Protection From Creditors
Assets that you keep in your own name are vulnerable to judgments obtained by people to whom you owe money. Your creditors can take these assets any time they want and apply them to debts that you owe to them. Your creditors can also take your assets after you die, but only after the probate process is complete. Setting up a trust is one way to protect your assets from creditors. The trustee can decide when to distribute the assets to your beneficiaries. Creditors generally can’t force the trustee to give them assets from the trust, so it should be easier to preserve the assets for your beneficiaries.
The trustee can distribute parts of your trust assets to the beneficiaries at different times and for different reasons, such as if one of your children goes to college. This can help you better manage your tax liability and ensure that you get the most out of your estate. Even if you don’t have a large estate, you can still benefit from the tax advantages of a trust.

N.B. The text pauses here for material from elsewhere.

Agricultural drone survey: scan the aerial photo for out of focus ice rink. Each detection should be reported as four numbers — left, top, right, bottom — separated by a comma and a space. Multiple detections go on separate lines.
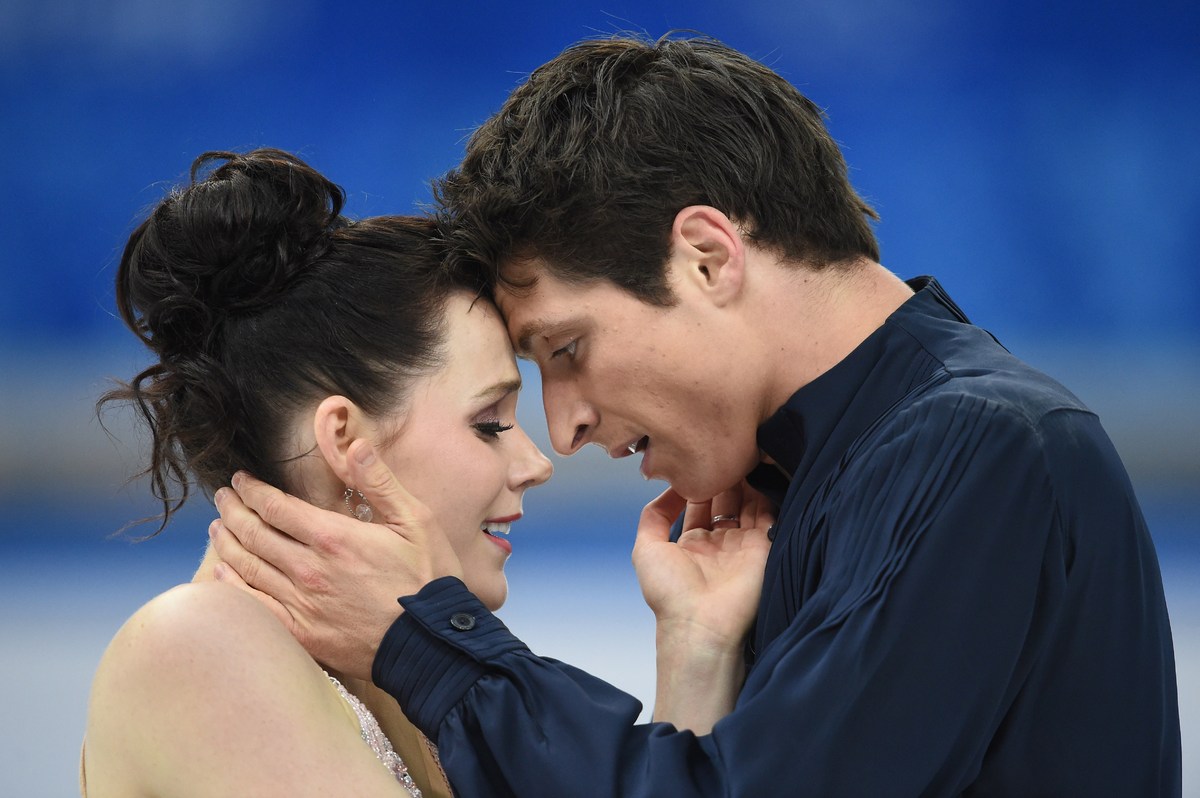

Many trusts have an “in trust for” (ITF) designation. This is a clause that specifies that the trust assets are for the benefit of someone else. If your trust has an ITF designation and is irrevocable, it isn’t counted in your taxable estate. This means you can use trusts to reduce your estate taxes even if you don’t have a significant amount of assets. Trusts can also let you transfer money to your heirs tax-free.
Trusts let you assign someone to oversee the management of your assets after you die. This can help you ensure that your assets are being used for their intended purposes. In the event of a personal injury settlement, for example, a settlement protection trust can help your beneficiaries get by while also restricting how much they can spend at once. You can also prohibit your beneficiaries from selling off the assets and you can determine exactly where a portion of the money should go (such as a college fund).
In any situation, it’s important to plan ahead. Trust administration is worth considering if you want to ensure that your assets go to the people that you want them to go to after you die. As long as you think hard about how you want your assets to be handled, there’s a lot a trust can do for you and your loved ones.